|Project by Jonathan||posted 05-01-2010 10:31 PM||3254 views||2 times favorited||8 comments|
Mint Julep, anyone?
Just finished attaching the handles to take this to a Kentucky Derby Party in a few minutes!
This serving tray, or drink tray measures 12-inches x 16.5-inches (plus the handles) x 2.5-inches tall and is made of wood species that are all native to Kentucky: 4/4 Walnut, White Oak (plywood for the tray section), and Maple (pockethole plugs), and a square Poplar dowel on the underside.
The pattern of the horseshoe and rose are woodburned into the white oak plywood. This pattern is a direct offshoot of this year’s Kentucky Derby logo.
I cut dadoes into the long sections of the tray to slide the 1/4-inch white oak plywood into. I then screwed the ends into the side pieces with pockethole screws, then plugged with maple plugs. I also glued up a 1/4-inch square poplar dowel under the left and right side to keep the middle of the plywood from bowing once the tray is loaded-up.
Finished with 2-coats of Zinsser Seal Coat (dewaxed shellac), then 2-coats of Minwax wipe-on poly. 0000 steel wool rubdown between all coats. The final coat of poly was left alone.
New techniques or tools used on this project:
-I used my new drill press for the first time on this project to drill the holes for the handles.

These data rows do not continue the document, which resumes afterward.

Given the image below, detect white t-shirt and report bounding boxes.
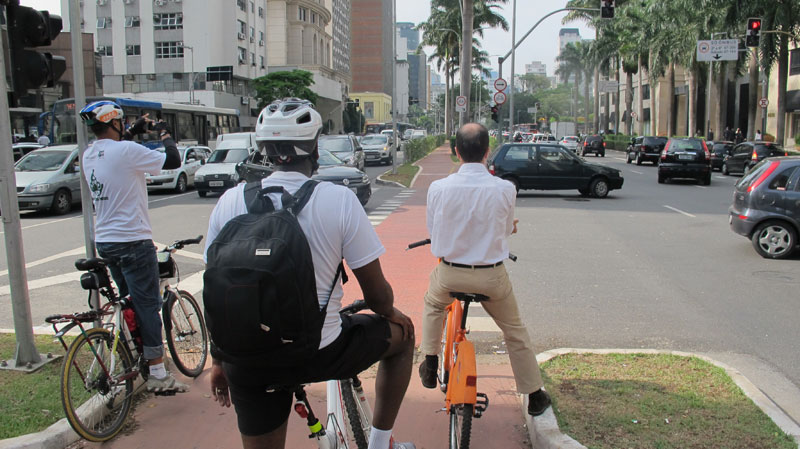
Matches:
[83,139,167,242]
[205,171,386,348]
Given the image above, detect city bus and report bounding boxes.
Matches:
[45,97,240,149]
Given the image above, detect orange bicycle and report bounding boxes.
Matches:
[407,239,517,449]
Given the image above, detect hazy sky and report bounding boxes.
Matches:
[20,0,594,78]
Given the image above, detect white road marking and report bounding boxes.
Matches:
[664,204,697,218]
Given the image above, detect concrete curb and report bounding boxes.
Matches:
[522,348,800,449]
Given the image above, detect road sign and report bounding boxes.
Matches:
[697,39,739,62]
[456,95,467,112]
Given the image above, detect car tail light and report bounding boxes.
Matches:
[747,161,781,193]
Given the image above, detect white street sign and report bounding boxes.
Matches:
[697,39,739,62]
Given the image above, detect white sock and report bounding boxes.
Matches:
[367,426,392,449]
[150,362,167,379]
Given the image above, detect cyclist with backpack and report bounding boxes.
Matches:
[203,98,414,449]
[80,100,189,393]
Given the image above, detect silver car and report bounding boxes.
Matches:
[14,145,81,215]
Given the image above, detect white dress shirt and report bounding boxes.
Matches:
[427,163,517,265]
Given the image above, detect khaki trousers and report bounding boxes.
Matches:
[420,263,544,394]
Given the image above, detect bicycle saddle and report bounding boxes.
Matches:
[450,292,489,302]
[75,257,108,271]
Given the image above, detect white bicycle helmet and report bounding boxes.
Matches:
[256,98,322,161]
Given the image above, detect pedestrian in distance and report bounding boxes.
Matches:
[203,98,414,449]
[80,100,189,393]
[419,123,550,416]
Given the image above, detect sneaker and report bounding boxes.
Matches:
[528,388,552,416]
[147,373,189,393]
[419,355,439,388]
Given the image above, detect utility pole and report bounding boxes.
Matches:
[458,0,475,128]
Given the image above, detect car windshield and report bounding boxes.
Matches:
[208,148,250,164]
[319,137,353,153]
[15,151,70,171]
[361,136,389,145]
[318,149,344,167]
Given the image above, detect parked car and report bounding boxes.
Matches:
[236,149,372,206]
[11,142,43,163]
[728,156,800,259]
[581,134,606,157]
[558,136,578,153]
[722,141,787,175]
[658,137,711,185]
[194,140,254,198]
[625,136,667,165]
[145,146,211,193]
[706,141,734,170]
[488,143,624,198]
[319,136,364,170]
[361,134,393,165]
[14,145,81,215]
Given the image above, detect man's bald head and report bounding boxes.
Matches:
[456,123,489,162]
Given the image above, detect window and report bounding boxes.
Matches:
[153,12,183,30]
[156,42,183,59]
[789,48,800,75]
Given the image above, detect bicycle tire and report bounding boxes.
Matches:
[339,379,368,449]
[61,328,134,442]
[450,404,474,449]
[164,290,208,377]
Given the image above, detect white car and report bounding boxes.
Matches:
[145,146,211,193]
[558,136,579,153]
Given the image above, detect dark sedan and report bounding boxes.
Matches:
[488,143,624,198]
[236,150,372,206]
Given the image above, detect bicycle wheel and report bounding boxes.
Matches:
[164,290,208,377]
[339,379,371,449]
[61,328,135,442]
[450,404,473,449]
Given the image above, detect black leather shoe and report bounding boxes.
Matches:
[528,388,551,416]
[419,356,439,388]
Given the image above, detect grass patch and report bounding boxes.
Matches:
[0,334,69,439]
[542,354,797,449]
[381,164,419,187]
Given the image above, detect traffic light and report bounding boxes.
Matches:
[6,2,67,106]
[745,17,761,47]
[600,0,616,19]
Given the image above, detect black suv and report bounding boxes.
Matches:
[625,136,667,165]
[581,134,606,157]
[722,142,787,175]
[658,137,711,185]
[488,142,624,198]
[728,157,800,259]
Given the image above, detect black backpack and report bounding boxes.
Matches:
[203,180,344,366]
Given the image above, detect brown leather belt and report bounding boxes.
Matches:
[442,259,503,269]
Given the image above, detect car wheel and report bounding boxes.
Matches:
[50,189,72,215]
[175,173,186,193]
[751,221,797,259]
[589,178,608,198]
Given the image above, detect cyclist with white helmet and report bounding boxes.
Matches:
[80,100,188,393]
[206,98,414,449]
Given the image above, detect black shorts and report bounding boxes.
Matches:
[222,313,392,436]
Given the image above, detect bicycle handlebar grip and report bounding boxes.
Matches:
[408,239,431,249]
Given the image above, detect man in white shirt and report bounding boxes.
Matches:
[206,99,414,449]
[419,123,550,416]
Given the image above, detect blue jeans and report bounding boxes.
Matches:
[97,240,164,360]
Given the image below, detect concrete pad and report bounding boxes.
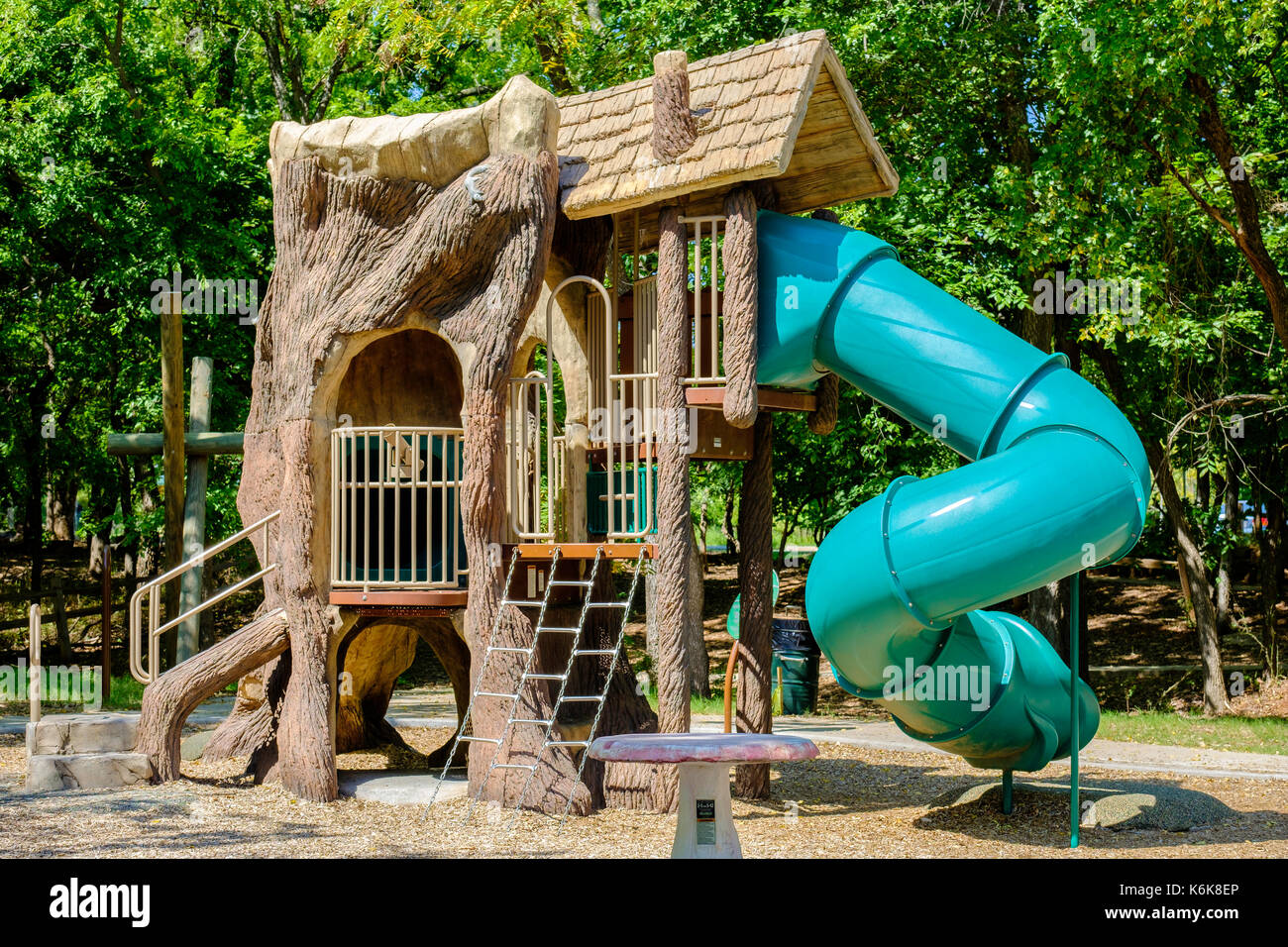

-First time using the Seal Coat. Great stuff, I just need to apply it thinner next time and not go back over it until it’s dry!
-First time using pockethole plugs. I tried cutting them off with a flush cut saw, but quickly realized it’d just be easier and produce a cleaner edge if I took a super thin layer of the walnut off and the plug ends at the same time. Of course, I had already sanded the walnut, so I had to resand after that.
Things I’d do differently:
-Thin coats of the Seal Coat. I’d also do another layer of wipe-on poly., but ran out of time.
-I got so anxious to get things put together that I started assembly without drilling countersink holes for the screws that attach the handles. I wanted to sink them into the side, but I wasn’t going to take everything back apart to do it. Should’ve changed the bit out for a forstner bit on each hole when I had the chance. Oh well, next time.
-Looking back on this, I would also cut a dado on the right and left side pieces to receive the tray section instead of having to glue a dowel underneath. This would be sturdier in the long run. I don’t know how much use this tray will actually see though. The next one I make will probably get a lot of use by the recipients, so it’ll need to be as strong as possible.
OK, I have to pack this thing up and take it to it’s new owners! It’s time to head to the races!
-- Jonathan, Denver, CO "Constructive criticism is welcome and valued as it gives me new perspectives and helps me to advance as a woodworker."